If it truly was all about the workers and small business owners, then there would’ve been more assistance provided by the government in the first place. The fear owners and employees had about failing businesses was because during a devastating pandemic, the government didn’t do enough to help or protect them from collapse.Early this past month, Crain’s Chicago Business reported that thousands of Chicago restaurant owners were upset over Illinois’s distribution grants and lack thereof. Restaurant operators were encouraged by the state to apply for a grant funded by the CARES Act. Many were misled to believe that a grant would be coming their way.
Out of nearly 50,000 applications, only 9,000 businesses were given grants. Applicants and restaurant owners in Illinois shared that they felt the $290 million available was not evenly distributed amongst businesses and were left abandoned by their government.
There hasn’t been enough assistance where assistance is needed. There needs to be more financial help in this city. There needs to be more vaccines given to essential workers and Chicago citizens.
“Public health needs to remain the number one priority,” Ragas said. “Sure, there is a balancing act between public health and the economic health of the public, but if we can’t get this pandemic under control, then businesses will never be able to fully recover. As such, a cautious, science-driven approach needs to continue to be taken to any and all aspects of indoor dining.”
Placing the responsibility on Chicagoans, business owners and restaurant workers to uphold Covid-19 guidelines and keep themselves afloat is leaving them in desperation, attempting to work their way through an uncontrollable pandemic they cannot safely work through.
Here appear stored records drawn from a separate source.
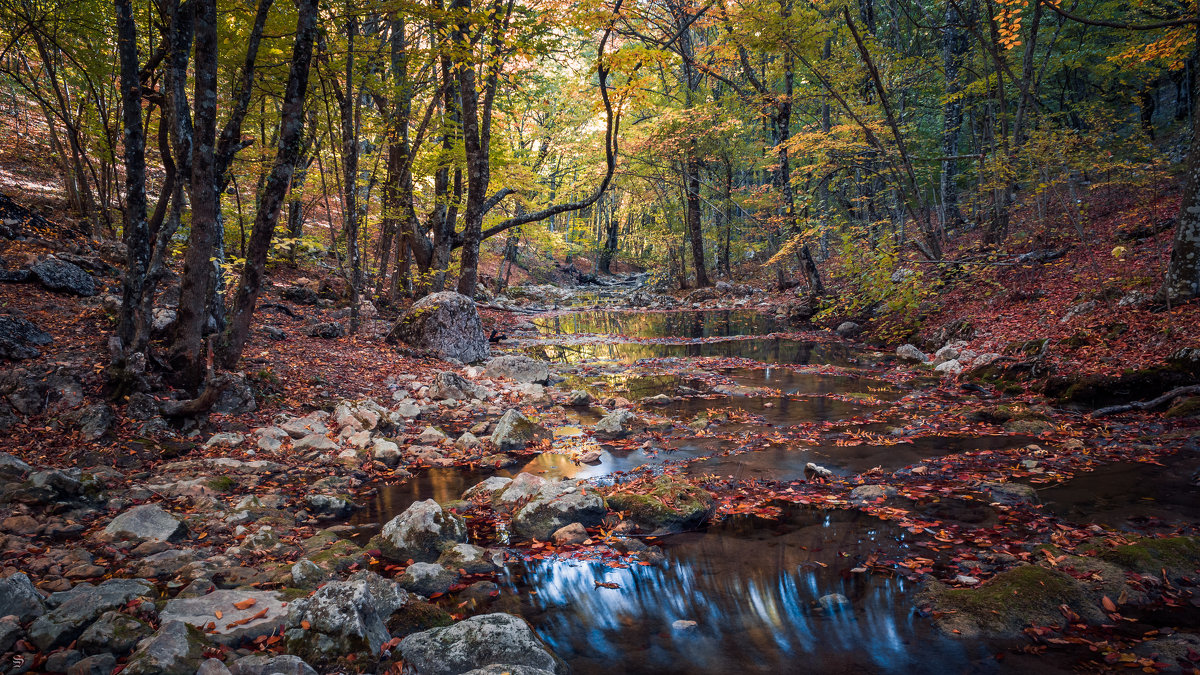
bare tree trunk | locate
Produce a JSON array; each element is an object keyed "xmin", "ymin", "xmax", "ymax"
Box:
[
  {"xmin": 113, "ymin": 0, "xmax": 150, "ymax": 360},
  {"xmin": 172, "ymin": 0, "xmax": 223, "ymax": 389},
  {"xmin": 1154, "ymin": 19, "xmax": 1200, "ymax": 305},
  {"xmin": 220, "ymin": 0, "xmax": 317, "ymax": 369}
]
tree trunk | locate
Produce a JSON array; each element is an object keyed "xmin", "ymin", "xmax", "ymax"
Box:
[
  {"xmin": 941, "ymin": 2, "xmax": 968, "ymax": 227},
  {"xmin": 113, "ymin": 0, "xmax": 150, "ymax": 357},
  {"xmin": 220, "ymin": 0, "xmax": 317, "ymax": 370},
  {"xmin": 172, "ymin": 0, "xmax": 223, "ymax": 390},
  {"xmin": 1154, "ymin": 21, "xmax": 1200, "ymax": 305}
]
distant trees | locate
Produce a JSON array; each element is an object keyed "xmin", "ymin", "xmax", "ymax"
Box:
[{"xmin": 0, "ymin": 0, "xmax": 1200, "ymax": 390}]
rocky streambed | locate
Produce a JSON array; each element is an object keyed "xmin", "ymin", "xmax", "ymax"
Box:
[{"xmin": 0, "ymin": 289, "xmax": 1200, "ymax": 675}]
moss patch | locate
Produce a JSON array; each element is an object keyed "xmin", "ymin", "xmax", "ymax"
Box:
[
  {"xmin": 1091, "ymin": 537, "xmax": 1200, "ymax": 578},
  {"xmin": 206, "ymin": 476, "xmax": 238, "ymax": 492},
  {"xmin": 388, "ymin": 601, "xmax": 454, "ymax": 638},
  {"xmin": 608, "ymin": 476, "xmax": 715, "ymax": 532},
  {"xmin": 1165, "ymin": 396, "xmax": 1200, "ymax": 418},
  {"xmin": 923, "ymin": 565, "xmax": 1103, "ymax": 637}
]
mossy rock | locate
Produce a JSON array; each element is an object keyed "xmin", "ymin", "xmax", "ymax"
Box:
[
  {"xmin": 607, "ymin": 476, "xmax": 716, "ymax": 533},
  {"xmin": 1043, "ymin": 363, "xmax": 1196, "ymax": 408},
  {"xmin": 308, "ymin": 539, "xmax": 367, "ymax": 572},
  {"xmin": 388, "ymin": 599, "xmax": 454, "ymax": 638},
  {"xmin": 1164, "ymin": 396, "xmax": 1200, "ymax": 418},
  {"xmin": 206, "ymin": 476, "xmax": 238, "ymax": 492},
  {"xmin": 1085, "ymin": 537, "xmax": 1200, "ymax": 579},
  {"xmin": 918, "ymin": 565, "xmax": 1104, "ymax": 638}
]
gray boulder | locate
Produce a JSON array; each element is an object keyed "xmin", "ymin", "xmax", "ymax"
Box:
[
  {"xmin": 484, "ymin": 354, "xmax": 551, "ymax": 384},
  {"xmin": 512, "ymin": 480, "xmax": 607, "ymax": 540},
  {"xmin": 104, "ymin": 504, "xmax": 187, "ymax": 542},
  {"xmin": 400, "ymin": 614, "xmax": 568, "ymax": 675},
  {"xmin": 492, "ymin": 408, "xmax": 553, "ymax": 452},
  {"xmin": 493, "ymin": 472, "xmax": 550, "ymax": 507},
  {"xmin": 834, "ymin": 321, "xmax": 863, "ymax": 338},
  {"xmin": 0, "ymin": 572, "xmax": 46, "ymax": 623},
  {"xmin": 0, "ymin": 616, "xmax": 25, "ymax": 653},
  {"xmin": 29, "ymin": 257, "xmax": 96, "ymax": 297},
  {"xmin": 593, "ymin": 410, "xmax": 644, "ymax": 441},
  {"xmin": 229, "ymin": 653, "xmax": 317, "ymax": 675},
  {"xmin": 397, "ymin": 562, "xmax": 458, "ymax": 597},
  {"xmin": 29, "ymin": 579, "xmax": 154, "ymax": 651},
  {"xmin": 284, "ymin": 571, "xmax": 408, "ymax": 665},
  {"xmin": 67, "ymin": 653, "xmax": 116, "ymax": 675},
  {"xmin": 376, "ymin": 500, "xmax": 467, "ymax": 562},
  {"xmin": 158, "ymin": 591, "xmax": 288, "ymax": 645},
  {"xmin": 79, "ymin": 610, "xmax": 151, "ymax": 656},
  {"xmin": 430, "ymin": 371, "xmax": 488, "ymax": 401},
  {"xmin": 438, "ymin": 544, "xmax": 496, "ymax": 574},
  {"xmin": 0, "ymin": 453, "xmax": 34, "ymax": 478},
  {"xmin": 121, "ymin": 621, "xmax": 208, "ymax": 675},
  {"xmin": 0, "ymin": 315, "xmax": 54, "ymax": 360},
  {"xmin": 388, "ymin": 291, "xmax": 492, "ymax": 363}
]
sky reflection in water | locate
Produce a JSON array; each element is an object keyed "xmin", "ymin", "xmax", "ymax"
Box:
[{"xmin": 499, "ymin": 510, "xmax": 971, "ymax": 673}]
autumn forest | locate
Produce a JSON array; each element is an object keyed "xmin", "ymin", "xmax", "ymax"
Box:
[{"xmin": 0, "ymin": 0, "xmax": 1200, "ymax": 675}]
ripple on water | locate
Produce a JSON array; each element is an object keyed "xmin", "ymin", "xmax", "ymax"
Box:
[
  {"xmin": 533, "ymin": 310, "xmax": 791, "ymax": 338},
  {"xmin": 492, "ymin": 508, "xmax": 989, "ymax": 674}
]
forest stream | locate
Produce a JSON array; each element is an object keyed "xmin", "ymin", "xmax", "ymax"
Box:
[{"xmin": 340, "ymin": 299, "xmax": 1200, "ymax": 674}]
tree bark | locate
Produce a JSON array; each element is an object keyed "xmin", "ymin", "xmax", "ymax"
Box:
[
  {"xmin": 172, "ymin": 0, "xmax": 223, "ymax": 389},
  {"xmin": 220, "ymin": 0, "xmax": 317, "ymax": 369},
  {"xmin": 114, "ymin": 0, "xmax": 150, "ymax": 362}
]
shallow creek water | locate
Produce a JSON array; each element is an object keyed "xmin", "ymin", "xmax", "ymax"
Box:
[{"xmin": 354, "ymin": 311, "xmax": 1140, "ymax": 674}]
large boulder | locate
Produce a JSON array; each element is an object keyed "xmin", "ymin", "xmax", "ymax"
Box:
[
  {"xmin": 121, "ymin": 621, "xmax": 209, "ymax": 675},
  {"xmin": 484, "ymin": 354, "xmax": 551, "ymax": 384},
  {"xmin": 0, "ymin": 453, "xmax": 34, "ymax": 478},
  {"xmin": 388, "ymin": 291, "xmax": 492, "ymax": 363},
  {"xmin": 430, "ymin": 371, "xmax": 488, "ymax": 401},
  {"xmin": 29, "ymin": 257, "xmax": 96, "ymax": 297},
  {"xmin": 104, "ymin": 504, "xmax": 187, "ymax": 542},
  {"xmin": 284, "ymin": 571, "xmax": 408, "ymax": 664},
  {"xmin": 400, "ymin": 614, "xmax": 568, "ymax": 675},
  {"xmin": 373, "ymin": 500, "xmax": 467, "ymax": 562},
  {"xmin": 78, "ymin": 610, "xmax": 151, "ymax": 656},
  {"xmin": 29, "ymin": 579, "xmax": 154, "ymax": 651},
  {"xmin": 608, "ymin": 476, "xmax": 716, "ymax": 534},
  {"xmin": 593, "ymin": 410, "xmax": 644, "ymax": 441},
  {"xmin": 0, "ymin": 572, "xmax": 46, "ymax": 623},
  {"xmin": 397, "ymin": 562, "xmax": 458, "ymax": 597},
  {"xmin": 158, "ymin": 591, "xmax": 288, "ymax": 645},
  {"xmin": 0, "ymin": 316, "xmax": 54, "ymax": 360},
  {"xmin": 492, "ymin": 408, "xmax": 553, "ymax": 452},
  {"xmin": 510, "ymin": 480, "xmax": 607, "ymax": 540},
  {"xmin": 229, "ymin": 653, "xmax": 317, "ymax": 675}
]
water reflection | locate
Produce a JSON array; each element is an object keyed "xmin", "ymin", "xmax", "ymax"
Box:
[
  {"xmin": 523, "ymin": 338, "xmax": 854, "ymax": 366},
  {"xmin": 725, "ymin": 368, "xmax": 906, "ymax": 401},
  {"xmin": 660, "ymin": 396, "xmax": 872, "ymax": 426},
  {"xmin": 496, "ymin": 508, "xmax": 971, "ymax": 674},
  {"xmin": 686, "ymin": 436, "xmax": 1030, "ymax": 482},
  {"xmin": 533, "ymin": 310, "xmax": 790, "ymax": 338},
  {"xmin": 1039, "ymin": 450, "xmax": 1200, "ymax": 528}
]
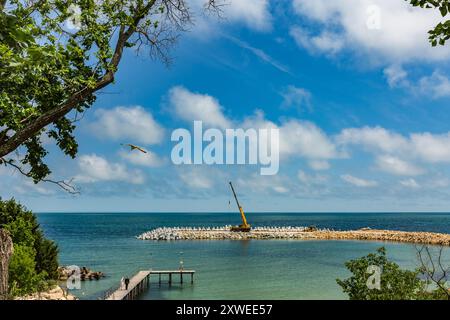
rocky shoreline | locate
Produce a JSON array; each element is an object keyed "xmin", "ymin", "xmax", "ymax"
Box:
[
  {"xmin": 58, "ymin": 266, "xmax": 105, "ymax": 281},
  {"xmin": 137, "ymin": 226, "xmax": 450, "ymax": 246}
]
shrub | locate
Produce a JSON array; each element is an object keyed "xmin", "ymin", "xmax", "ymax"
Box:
[
  {"xmin": 9, "ymin": 245, "xmax": 46, "ymax": 296},
  {"xmin": 0, "ymin": 199, "xmax": 59, "ymax": 295},
  {"xmin": 336, "ymin": 248, "xmax": 424, "ymax": 300}
]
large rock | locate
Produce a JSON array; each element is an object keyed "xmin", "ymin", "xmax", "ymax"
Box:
[{"xmin": 0, "ymin": 229, "xmax": 13, "ymax": 300}]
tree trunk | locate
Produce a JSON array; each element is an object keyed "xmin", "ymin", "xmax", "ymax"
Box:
[{"xmin": 0, "ymin": 229, "xmax": 13, "ymax": 300}]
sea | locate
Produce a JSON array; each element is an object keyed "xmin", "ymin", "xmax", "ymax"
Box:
[{"xmin": 37, "ymin": 212, "xmax": 450, "ymax": 300}]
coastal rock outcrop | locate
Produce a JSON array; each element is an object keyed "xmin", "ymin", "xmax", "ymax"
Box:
[{"xmin": 58, "ymin": 266, "xmax": 105, "ymax": 281}]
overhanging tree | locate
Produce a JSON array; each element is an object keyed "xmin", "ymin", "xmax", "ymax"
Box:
[
  {"xmin": 406, "ymin": 0, "xmax": 450, "ymax": 47},
  {"xmin": 0, "ymin": 0, "xmax": 220, "ymax": 190}
]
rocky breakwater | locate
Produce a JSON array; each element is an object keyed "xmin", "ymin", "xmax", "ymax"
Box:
[{"xmin": 137, "ymin": 226, "xmax": 450, "ymax": 246}]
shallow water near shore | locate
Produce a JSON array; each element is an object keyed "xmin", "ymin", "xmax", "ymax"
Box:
[{"xmin": 38, "ymin": 212, "xmax": 450, "ymax": 299}]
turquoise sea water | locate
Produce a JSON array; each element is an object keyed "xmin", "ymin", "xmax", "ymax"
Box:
[{"xmin": 38, "ymin": 213, "xmax": 450, "ymax": 299}]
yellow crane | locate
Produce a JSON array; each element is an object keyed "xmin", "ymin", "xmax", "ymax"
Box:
[{"xmin": 230, "ymin": 181, "xmax": 251, "ymax": 232}]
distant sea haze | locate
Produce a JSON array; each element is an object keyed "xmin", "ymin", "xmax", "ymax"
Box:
[{"xmin": 38, "ymin": 211, "xmax": 450, "ymax": 299}]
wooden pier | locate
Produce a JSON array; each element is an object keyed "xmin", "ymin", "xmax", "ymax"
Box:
[
  {"xmin": 150, "ymin": 270, "xmax": 195, "ymax": 286},
  {"xmin": 105, "ymin": 270, "xmax": 195, "ymax": 300}
]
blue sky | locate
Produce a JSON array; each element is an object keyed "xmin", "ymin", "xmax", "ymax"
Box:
[{"xmin": 0, "ymin": 0, "xmax": 450, "ymax": 212}]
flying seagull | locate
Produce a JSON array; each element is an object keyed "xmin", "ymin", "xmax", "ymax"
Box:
[{"xmin": 120, "ymin": 143, "xmax": 147, "ymax": 153}]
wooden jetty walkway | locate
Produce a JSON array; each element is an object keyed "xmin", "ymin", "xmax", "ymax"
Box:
[{"xmin": 105, "ymin": 270, "xmax": 195, "ymax": 300}]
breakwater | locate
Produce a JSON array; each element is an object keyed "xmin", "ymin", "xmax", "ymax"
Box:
[{"xmin": 137, "ymin": 226, "xmax": 450, "ymax": 246}]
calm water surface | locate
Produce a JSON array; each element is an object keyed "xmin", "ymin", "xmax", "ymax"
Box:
[{"xmin": 38, "ymin": 213, "xmax": 450, "ymax": 299}]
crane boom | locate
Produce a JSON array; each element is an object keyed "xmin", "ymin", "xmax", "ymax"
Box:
[{"xmin": 230, "ymin": 181, "xmax": 250, "ymax": 232}]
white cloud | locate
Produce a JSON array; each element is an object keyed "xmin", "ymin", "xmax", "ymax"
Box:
[
  {"xmin": 14, "ymin": 180, "xmax": 56, "ymax": 196},
  {"xmin": 411, "ymin": 132, "xmax": 450, "ymax": 163},
  {"xmin": 384, "ymin": 64, "xmax": 409, "ymax": 88},
  {"xmin": 297, "ymin": 170, "xmax": 328, "ymax": 186},
  {"xmin": 119, "ymin": 150, "xmax": 163, "ymax": 167},
  {"xmin": 400, "ymin": 178, "xmax": 420, "ymax": 189},
  {"xmin": 241, "ymin": 111, "xmax": 340, "ymax": 165},
  {"xmin": 335, "ymin": 127, "xmax": 450, "ymax": 169},
  {"xmin": 308, "ymin": 160, "xmax": 330, "ymax": 171},
  {"xmin": 189, "ymin": 0, "xmax": 273, "ymax": 36},
  {"xmin": 376, "ymin": 155, "xmax": 424, "ymax": 176},
  {"xmin": 341, "ymin": 174, "xmax": 378, "ymax": 188},
  {"xmin": 74, "ymin": 154, "xmax": 145, "ymax": 184},
  {"xmin": 90, "ymin": 106, "xmax": 164, "ymax": 144},
  {"xmin": 223, "ymin": 0, "xmax": 272, "ymax": 31},
  {"xmin": 179, "ymin": 168, "xmax": 214, "ymax": 189},
  {"xmin": 291, "ymin": 0, "xmax": 450, "ymax": 63},
  {"xmin": 336, "ymin": 127, "xmax": 408, "ymax": 153},
  {"xmin": 418, "ymin": 71, "xmax": 450, "ymax": 99},
  {"xmin": 280, "ymin": 120, "xmax": 339, "ymax": 160},
  {"xmin": 169, "ymin": 86, "xmax": 231, "ymax": 129},
  {"xmin": 237, "ymin": 174, "xmax": 290, "ymax": 194},
  {"xmin": 384, "ymin": 65, "xmax": 450, "ymax": 99},
  {"xmin": 226, "ymin": 36, "xmax": 289, "ymax": 73},
  {"xmin": 289, "ymin": 26, "xmax": 345, "ymax": 55}
]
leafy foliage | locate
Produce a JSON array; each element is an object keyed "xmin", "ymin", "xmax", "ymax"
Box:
[
  {"xmin": 336, "ymin": 247, "xmax": 448, "ymax": 300},
  {"xmin": 0, "ymin": 199, "xmax": 59, "ymax": 295},
  {"xmin": 9, "ymin": 244, "xmax": 46, "ymax": 296},
  {"xmin": 407, "ymin": 0, "xmax": 450, "ymax": 47}
]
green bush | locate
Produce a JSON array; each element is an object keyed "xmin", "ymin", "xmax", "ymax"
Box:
[
  {"xmin": 336, "ymin": 248, "xmax": 448, "ymax": 300},
  {"xmin": 0, "ymin": 199, "xmax": 59, "ymax": 295},
  {"xmin": 9, "ymin": 245, "xmax": 46, "ymax": 296}
]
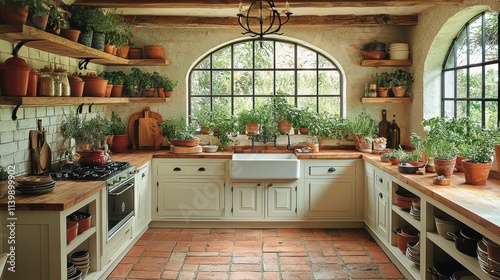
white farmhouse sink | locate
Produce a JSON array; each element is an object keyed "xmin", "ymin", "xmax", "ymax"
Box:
[{"xmin": 231, "ymin": 153, "xmax": 300, "ymax": 180}]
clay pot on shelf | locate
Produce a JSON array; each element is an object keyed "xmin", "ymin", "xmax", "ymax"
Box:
[
  {"xmin": 144, "ymin": 46, "xmax": 165, "ymax": 59},
  {"xmin": 0, "ymin": 55, "xmax": 31, "ymax": 96}
]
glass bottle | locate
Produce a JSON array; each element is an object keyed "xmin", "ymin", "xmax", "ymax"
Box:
[{"xmin": 387, "ymin": 115, "xmax": 401, "ymax": 149}]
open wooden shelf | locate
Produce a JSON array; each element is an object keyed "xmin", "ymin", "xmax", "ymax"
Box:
[
  {"xmin": 361, "ymin": 59, "xmax": 412, "ymax": 67},
  {"xmin": 361, "ymin": 97, "xmax": 413, "ymax": 103},
  {"xmin": 0, "ymin": 24, "xmax": 170, "ymax": 66}
]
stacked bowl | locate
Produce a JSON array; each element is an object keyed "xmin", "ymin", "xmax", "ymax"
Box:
[{"xmin": 389, "ymin": 43, "xmax": 410, "ymax": 60}]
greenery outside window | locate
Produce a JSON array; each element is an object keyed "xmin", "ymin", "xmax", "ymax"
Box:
[
  {"xmin": 441, "ymin": 12, "xmax": 500, "ymax": 129},
  {"xmin": 188, "ymin": 39, "xmax": 344, "ymax": 120}
]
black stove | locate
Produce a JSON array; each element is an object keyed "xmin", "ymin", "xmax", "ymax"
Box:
[{"xmin": 44, "ymin": 161, "xmax": 130, "ymax": 181}]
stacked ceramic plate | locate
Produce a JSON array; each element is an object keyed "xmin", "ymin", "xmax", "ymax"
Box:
[
  {"xmin": 389, "ymin": 43, "xmax": 410, "ymax": 60},
  {"xmin": 406, "ymin": 241, "xmax": 420, "ymax": 265},
  {"xmin": 70, "ymin": 251, "xmax": 90, "ymax": 279},
  {"xmin": 16, "ymin": 176, "xmax": 56, "ymax": 195}
]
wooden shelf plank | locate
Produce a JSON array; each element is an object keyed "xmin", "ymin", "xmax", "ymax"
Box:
[
  {"xmin": 361, "ymin": 97, "xmax": 413, "ymax": 103},
  {"xmin": 361, "ymin": 59, "xmax": 412, "ymax": 67}
]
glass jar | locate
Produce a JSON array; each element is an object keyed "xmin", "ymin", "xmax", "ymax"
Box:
[
  {"xmin": 37, "ymin": 69, "xmax": 54, "ymax": 96},
  {"xmin": 54, "ymin": 69, "xmax": 71, "ymax": 97}
]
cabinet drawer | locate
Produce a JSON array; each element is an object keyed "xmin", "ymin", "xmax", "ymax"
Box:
[
  {"xmin": 156, "ymin": 160, "xmax": 225, "ymax": 176},
  {"xmin": 307, "ymin": 161, "xmax": 356, "ymax": 177}
]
There is a more contagious strain now present, and there is no doubt that as restaurants and bars open for indoor dining, cases will climb again.
And when that does happen, it will be food service employees and owners punished. It will be Chicagoans punished.
The politicians who make these ill-thought-out and risky decisions will not be punished. Opening restaurants and bars right now just as we’re making real progress is only placing a false sense of hope in people that could easily be ripped away in a matter of days or weeks.
I want to be working and serving people again just as much as I want to enjoy a meal indoors at a restaurant. But knowing that the expense of that means more people will get sick and more will die, the government and our politicians should instead be helping people directly instead of sending them to risk their lives working.